Menu

Badai Helene Paling Mematikan Sejak Katrina, Peneliti Sebut Perubahan Iklim yang Harus Disalahkan

Amastya 9 Oct 2024, 20:30
Gambar representatif Badai Helene /Reuters
Gambar representatif Badai Helene /Reuters

RIAU24.COM - Menurut kelompok World Weather Attribution (WWA), perubahan iklim membuat hujan dan angin yang menghancurkan Badai Helene 10 persen lebih intens.

Badai Helene menerjang hujan lebat di wilayah Appachelon di tenggara AS dalam seminggu terakhir, menewaskan lebih dari 200 orang dan berubah menjadi badai paling mematikan kedua setelah Katrina.

Seperti yang diduga oleh para ilmuwan selama bertahun-tahun, badai menjadi lebih mematikan setiap tahun karena krisis iklim.

Badai itu telah terbentuk di atas Teluk Meksiko ketika suhu permukaan laut berada pada tingkat rekor panas, catat WWA dalam sebuah laporan di situs webnya.

Sebelum Helene menghantam pantai AS, ada banyak badai yang bergerak lambat yang mengumpulkan kelembaban, menyebabkan curah hujan lebat di negara bagian AS selatan.

Hujan inilah yang menyebabkan banjir yang menyebabkan 227 kematian, menjadikannya badai paling mematikan sejak Katrina pada tahun 2005, menurut kelompok penelitian.

Kelompok pemantau mengaitkan perubahan pola curah hujan dengan perubahan iklim. Hujan seperti itu sekarang lebih sering, terjadi setiap tujuh tahun di daerah pesisir.

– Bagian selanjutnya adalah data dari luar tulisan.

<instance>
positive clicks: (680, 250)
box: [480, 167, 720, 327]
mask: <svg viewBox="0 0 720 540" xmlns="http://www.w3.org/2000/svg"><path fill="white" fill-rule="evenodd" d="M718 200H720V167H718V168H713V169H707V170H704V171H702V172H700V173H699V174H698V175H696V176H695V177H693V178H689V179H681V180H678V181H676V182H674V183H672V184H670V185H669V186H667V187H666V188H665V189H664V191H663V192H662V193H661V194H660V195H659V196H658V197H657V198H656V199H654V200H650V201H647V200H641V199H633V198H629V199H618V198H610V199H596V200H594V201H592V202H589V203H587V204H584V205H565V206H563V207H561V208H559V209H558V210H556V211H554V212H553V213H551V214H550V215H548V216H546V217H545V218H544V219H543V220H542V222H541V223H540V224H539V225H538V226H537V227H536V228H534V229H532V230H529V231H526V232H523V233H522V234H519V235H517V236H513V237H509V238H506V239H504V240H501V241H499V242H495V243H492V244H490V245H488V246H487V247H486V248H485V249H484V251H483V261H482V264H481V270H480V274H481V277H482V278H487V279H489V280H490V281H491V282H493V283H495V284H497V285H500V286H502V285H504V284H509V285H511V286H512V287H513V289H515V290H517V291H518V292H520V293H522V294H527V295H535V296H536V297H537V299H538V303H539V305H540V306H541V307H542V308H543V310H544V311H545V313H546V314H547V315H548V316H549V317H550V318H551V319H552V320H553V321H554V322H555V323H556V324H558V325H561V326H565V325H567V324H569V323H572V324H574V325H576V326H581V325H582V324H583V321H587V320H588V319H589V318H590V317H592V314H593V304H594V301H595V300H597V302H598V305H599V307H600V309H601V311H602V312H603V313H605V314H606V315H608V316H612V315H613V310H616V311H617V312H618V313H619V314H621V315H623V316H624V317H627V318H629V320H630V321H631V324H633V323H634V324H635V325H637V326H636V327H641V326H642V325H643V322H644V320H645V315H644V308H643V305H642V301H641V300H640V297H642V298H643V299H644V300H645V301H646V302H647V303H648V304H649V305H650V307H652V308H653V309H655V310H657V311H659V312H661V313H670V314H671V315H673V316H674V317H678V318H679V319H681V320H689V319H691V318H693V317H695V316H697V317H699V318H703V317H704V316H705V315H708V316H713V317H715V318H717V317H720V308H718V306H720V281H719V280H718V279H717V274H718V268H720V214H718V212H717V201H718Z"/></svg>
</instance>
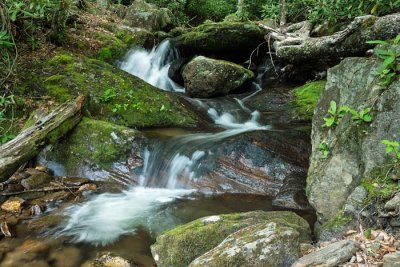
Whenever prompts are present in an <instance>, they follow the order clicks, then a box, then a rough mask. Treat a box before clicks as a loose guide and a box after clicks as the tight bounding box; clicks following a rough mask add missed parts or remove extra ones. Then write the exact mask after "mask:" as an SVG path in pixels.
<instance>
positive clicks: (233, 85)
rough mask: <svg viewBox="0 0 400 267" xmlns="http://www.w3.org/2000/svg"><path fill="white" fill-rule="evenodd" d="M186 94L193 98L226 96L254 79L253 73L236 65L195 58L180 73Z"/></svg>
mask: <svg viewBox="0 0 400 267" xmlns="http://www.w3.org/2000/svg"><path fill="white" fill-rule="evenodd" d="M182 76H183V80H184V82H185V88H186V93H187V94H188V95H189V96H193V97H211V96H215V95H226V94H228V93H229V92H231V91H234V90H236V89H239V88H241V87H243V86H244V85H245V84H247V83H248V82H249V81H250V80H251V79H253V78H254V73H253V72H252V71H250V70H248V69H245V68H243V67H242V66H239V65H237V64H234V63H231V62H227V61H223V60H216V59H211V58H206V57H203V56H198V57H195V58H194V59H193V60H192V61H190V62H189V63H188V64H187V65H186V66H185V67H184V68H183V71H182Z"/></svg>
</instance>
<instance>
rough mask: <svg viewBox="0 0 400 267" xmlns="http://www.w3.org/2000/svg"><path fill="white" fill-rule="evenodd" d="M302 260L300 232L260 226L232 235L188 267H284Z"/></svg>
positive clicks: (284, 228) (248, 229)
mask: <svg viewBox="0 0 400 267" xmlns="http://www.w3.org/2000/svg"><path fill="white" fill-rule="evenodd" d="M299 257H300V244H299V232H297V231H296V230H294V229H293V228H291V227H284V226H283V227H282V226H279V225H278V224H276V223H268V224H265V223H260V224H256V225H253V226H249V227H246V228H244V229H242V230H239V231H237V232H235V233H233V234H231V235H229V236H228V237H227V238H226V239H225V240H224V241H222V243H221V244H219V245H218V246H217V247H215V248H214V249H212V250H210V251H209V252H207V253H206V254H204V255H202V256H200V257H199V258H197V259H195V260H194V261H193V262H192V263H191V264H190V265H189V267H206V266H207V267H220V266H232V267H233V266H237V267H239V266H240V267H253V266H260V267H261V266H262V267H278V266H282V267H284V266H289V265H290V264H292V263H293V262H294V261H296V259H298V258H299Z"/></svg>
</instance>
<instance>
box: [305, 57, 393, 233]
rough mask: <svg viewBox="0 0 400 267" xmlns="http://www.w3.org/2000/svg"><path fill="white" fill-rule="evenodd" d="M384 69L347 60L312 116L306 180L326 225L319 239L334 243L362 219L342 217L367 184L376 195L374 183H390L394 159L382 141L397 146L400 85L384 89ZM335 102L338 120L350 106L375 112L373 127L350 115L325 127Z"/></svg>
mask: <svg viewBox="0 0 400 267" xmlns="http://www.w3.org/2000/svg"><path fill="white" fill-rule="evenodd" d="M380 65H381V62H379V61H378V60H376V59H371V58H346V59H344V60H343V61H342V62H341V63H340V64H339V65H337V66H335V67H333V68H331V69H329V71H328V77H327V83H326V86H325V90H324V92H323V93H322V95H321V98H320V100H319V102H318V104H317V107H316V109H315V114H314V117H313V125H312V128H313V129H312V131H313V134H312V155H311V160H310V168H309V171H308V179H307V192H308V196H309V201H310V203H311V204H312V206H313V207H314V208H315V210H316V211H317V214H318V219H319V223H320V224H322V227H321V228H320V229H319V231H318V233H319V235H320V236H326V237H328V238H329V232H337V230H340V229H342V228H343V230H342V232H345V231H346V229H345V228H346V227H345V226H346V225H348V224H349V223H352V222H354V220H353V218H356V217H357V214H358V211H355V213H353V214H352V213H351V212H350V213H344V212H343V209H344V206H345V204H346V202H347V200H348V198H349V196H350V195H351V194H352V192H353V191H354V190H355V189H356V188H357V187H358V186H360V185H361V181H362V180H363V183H362V185H363V186H366V189H367V190H372V191H373V190H374V188H375V186H374V185H373V183H375V182H371V181H378V182H379V181H380V180H381V179H385V177H386V176H387V173H388V169H387V168H385V167H384V166H385V165H388V163H390V162H391V161H392V158H393V157H395V155H394V154H392V155H391V154H386V153H385V145H384V144H382V143H381V141H382V140H385V139H387V140H393V141H398V134H399V132H400V124H399V123H395V122H398V121H399V120H400V94H399V88H400V81H399V80H398V79H397V80H394V81H393V83H392V84H391V85H390V86H388V87H387V88H384V87H382V86H381V85H379V78H378V77H377V74H376V70H377V68H378V67H379V66H380ZM331 101H335V103H336V106H337V108H336V112H334V113H335V114H336V115H335V116H337V110H339V109H340V107H343V106H345V105H346V106H348V107H350V108H352V109H355V110H356V111H357V112H362V111H363V110H366V109H367V108H371V111H370V114H371V116H372V122H368V121H363V120H357V119H356V118H354V117H353V115H352V114H350V113H347V114H345V115H344V116H343V118H342V119H341V120H340V121H338V119H337V118H336V123H337V126H335V125H333V126H331V127H322V125H323V124H324V122H325V121H324V118H326V117H329V116H330V115H329V113H328V109H329V107H330V102H331ZM321 147H322V149H321ZM324 151H325V152H324ZM389 174H390V173H389ZM368 184H370V186H368Z"/></svg>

Menurut model iklim yang dijalankan oleh kelompok WWA, perubahan iklim dipandang sebagai penyebab curah hujan 10 persen lebih deras.

Kelompok itu mencatat bahwa jika suhu global naik dua derajat Celcius, curah hujan seperti itu akan antara 15 dan 25 persen lebih intens.

"Peristiwa curah hujan separah yang dibawa oleh badai Helene sekarang terjadi sekitar sekali setiap 7 (3 – 25) tahun di wilayah pesisir, dan sekitar sekali setiap 70 (20 – 3000) tahun di wilayah pedalaman," katanya.

Model iklim IRIS yang dijalankan WAA menunjukkan frekuensi dan intensitas badai yang meningkat sebesar 150 persen.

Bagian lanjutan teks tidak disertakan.